Members of Jewish Voice for Peace say that the organization does not take a position on whether Israel should be a Jewish state. Surasky explained that the organization’s central focus is on challenging American policies that “are perpetuating the occupation and human rights violations there.” She contended that the AJCommittee report amounts to a blacklist of Jewish organizations. The AJCommittee did not return a phone call seeking comment.
Another target of the AJCommittee report, Washington Post columnist Richard Cohen, used his February 6 column to sound off against the essay. The report included Cohen in a list of prominent left-wing Jewish intellectuals, including historian Tony Judt, poet Adrienne Rich and playwright Tony Kushner, all of whom Rosenfeld accused of abetting antisemitism with their writings.

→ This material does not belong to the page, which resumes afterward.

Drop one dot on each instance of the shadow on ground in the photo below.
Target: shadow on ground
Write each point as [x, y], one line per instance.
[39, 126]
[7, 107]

Writing in his defense in The Washington Post, Cohen said that he has penned more than 90 columns on antisemitism, “most of them full-throated condemnations of the hatred that killed fully one-third of all Jews during my lifetime.” He continued, “So it comes as a surprise that has the force of a mugging to be accused of aiding the very people I so hate — of being an abettor of something called ‘The New Anti-Semitism’.”
In the United Kingdom, a similar debate is raging in Jewish circles. Saying that Britain’s mainstream Jewish groups have stifled a free discourse on Israeli policies, about 130 generally leftist Jews have formed their own group, Independent Jewish Voices. Signatories to a public letter declaring the nascent group’s principles include playwright Harold Pinter, filmmaker Mike Leigh and fashion designer Nicole Farhi.